The whiskey did relax her, but she fell into bed and tossed and turned in a state of semi-consciousness. Luckily, her stateroom mate was still on duty, else she might have been treated to hearing Beth mumble, “Kerry. Why did you kiss me? It’s a strange thing to do but I do so wish you would again. You look at me with such longing.” Beth played the kiss over and over. She didn’t know what it meant and where it might lead, but her psyche had latched on to it.
*
Chef Henri announced to his kitchen staff that the Palace Hotel was given the honor of hosting President McKinley for his visit to San Francisco. Further, he said, they would be preparing a huge banquet in honor of the occasion where the Mayor of San Francisco, the Commandant of the Presidio, General Merritt, and many other personages would dine with the President. Chef would plan the meal and all cooks’ labors would be needed. He added that his sou
s
-chef, Jim, would be assigned to make the demi-glace for the
boeuf bourguignon
, a task that Chef generally reserved for himself because it had to be absolutely perfect.

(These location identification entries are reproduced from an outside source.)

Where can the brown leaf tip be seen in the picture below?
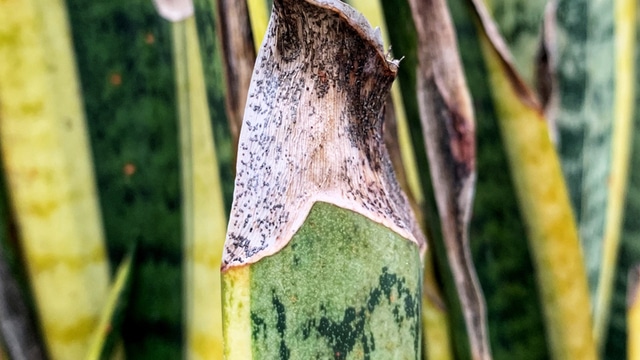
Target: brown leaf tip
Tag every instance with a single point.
(312, 130)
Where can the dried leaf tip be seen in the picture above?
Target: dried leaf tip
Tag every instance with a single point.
(312, 130)
(633, 285)
(174, 10)
(490, 30)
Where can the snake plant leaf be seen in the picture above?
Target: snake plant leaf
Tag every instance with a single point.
(234, 31)
(204, 217)
(124, 52)
(104, 338)
(17, 333)
(259, 16)
(323, 255)
(435, 321)
(544, 200)
(282, 194)
(449, 130)
(633, 314)
(212, 66)
(629, 253)
(520, 22)
(47, 161)
(621, 143)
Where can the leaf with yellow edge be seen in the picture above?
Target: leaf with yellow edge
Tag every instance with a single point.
(622, 133)
(204, 217)
(633, 314)
(47, 159)
(543, 200)
(111, 318)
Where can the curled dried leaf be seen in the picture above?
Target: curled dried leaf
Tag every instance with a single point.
(449, 130)
(312, 130)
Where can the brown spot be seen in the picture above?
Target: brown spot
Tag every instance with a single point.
(115, 79)
(129, 169)
(149, 38)
(462, 140)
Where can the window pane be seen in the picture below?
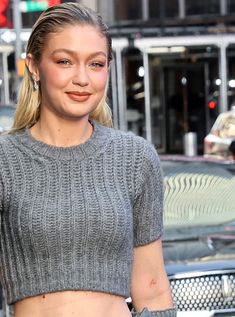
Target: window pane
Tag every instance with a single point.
(169, 8)
(128, 10)
(196, 7)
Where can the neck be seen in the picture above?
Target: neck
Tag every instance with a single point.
(62, 133)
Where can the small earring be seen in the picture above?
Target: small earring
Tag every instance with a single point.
(35, 84)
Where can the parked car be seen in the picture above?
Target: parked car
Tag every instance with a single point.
(199, 235)
(199, 238)
(7, 112)
(222, 133)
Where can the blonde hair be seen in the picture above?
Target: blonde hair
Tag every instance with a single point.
(50, 21)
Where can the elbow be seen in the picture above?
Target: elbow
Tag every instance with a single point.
(154, 295)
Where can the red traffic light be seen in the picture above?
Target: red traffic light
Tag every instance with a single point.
(212, 105)
(3, 19)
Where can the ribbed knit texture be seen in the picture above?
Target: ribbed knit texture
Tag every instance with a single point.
(71, 216)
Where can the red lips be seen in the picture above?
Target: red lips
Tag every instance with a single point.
(78, 96)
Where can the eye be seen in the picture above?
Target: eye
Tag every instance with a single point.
(97, 64)
(64, 62)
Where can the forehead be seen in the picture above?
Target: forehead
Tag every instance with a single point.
(81, 38)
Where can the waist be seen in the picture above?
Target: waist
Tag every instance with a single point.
(72, 304)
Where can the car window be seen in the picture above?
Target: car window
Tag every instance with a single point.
(198, 194)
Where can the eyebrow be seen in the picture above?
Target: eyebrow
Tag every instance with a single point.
(70, 52)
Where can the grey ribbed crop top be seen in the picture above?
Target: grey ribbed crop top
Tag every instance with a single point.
(70, 217)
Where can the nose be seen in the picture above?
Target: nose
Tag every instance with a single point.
(80, 77)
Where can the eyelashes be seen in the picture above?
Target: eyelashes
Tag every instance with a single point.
(95, 65)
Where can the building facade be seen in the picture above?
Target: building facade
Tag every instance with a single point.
(174, 66)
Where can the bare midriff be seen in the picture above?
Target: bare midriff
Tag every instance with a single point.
(73, 304)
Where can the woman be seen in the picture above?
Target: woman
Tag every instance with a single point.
(81, 203)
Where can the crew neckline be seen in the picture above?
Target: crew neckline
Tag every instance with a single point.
(95, 143)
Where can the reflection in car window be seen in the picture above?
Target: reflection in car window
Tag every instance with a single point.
(198, 194)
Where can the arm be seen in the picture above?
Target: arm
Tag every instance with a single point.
(150, 287)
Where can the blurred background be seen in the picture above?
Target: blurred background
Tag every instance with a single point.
(174, 64)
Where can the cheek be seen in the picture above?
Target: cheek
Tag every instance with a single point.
(101, 81)
(53, 77)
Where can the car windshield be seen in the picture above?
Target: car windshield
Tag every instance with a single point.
(199, 198)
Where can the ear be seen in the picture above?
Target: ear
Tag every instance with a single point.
(32, 66)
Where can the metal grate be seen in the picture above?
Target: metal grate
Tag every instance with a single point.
(208, 292)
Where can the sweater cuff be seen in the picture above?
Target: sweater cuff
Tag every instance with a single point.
(171, 312)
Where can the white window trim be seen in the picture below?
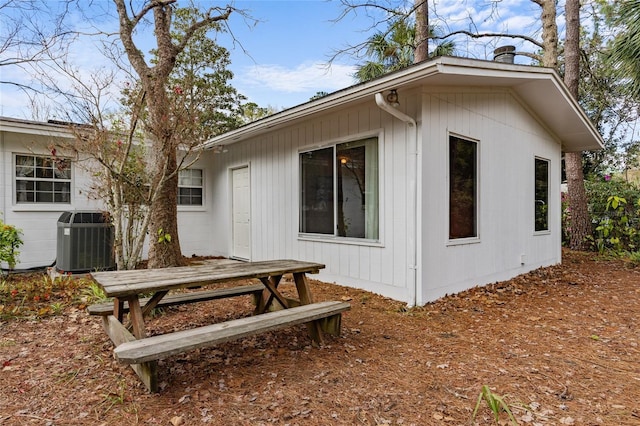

“This time, it will be up to
Monsieur
Jeem, because in him I have the utmost confidence, and I will be too busy with the rest of the meal.”
Jim looked around at the other cooks with a superior smirk.
“I will, furthermore, entertain the idea of allowing one of you to prepare a special dish for
le Président
, but you will compete for the honor.” The five line cooks looked around uneasily at one another. Only Kerry kept her eyes fixed on Chef Henri.
“Yes, Chef,” they chorused.
After Chef left the kitchen, Jim leaned back against a table, crossed his arms, and said in a bored tone, “Which one of you no-accounts thinks he,” and he aimed a spiteful glance at Kerry, “or she, or whatever you are, can impress Chef?”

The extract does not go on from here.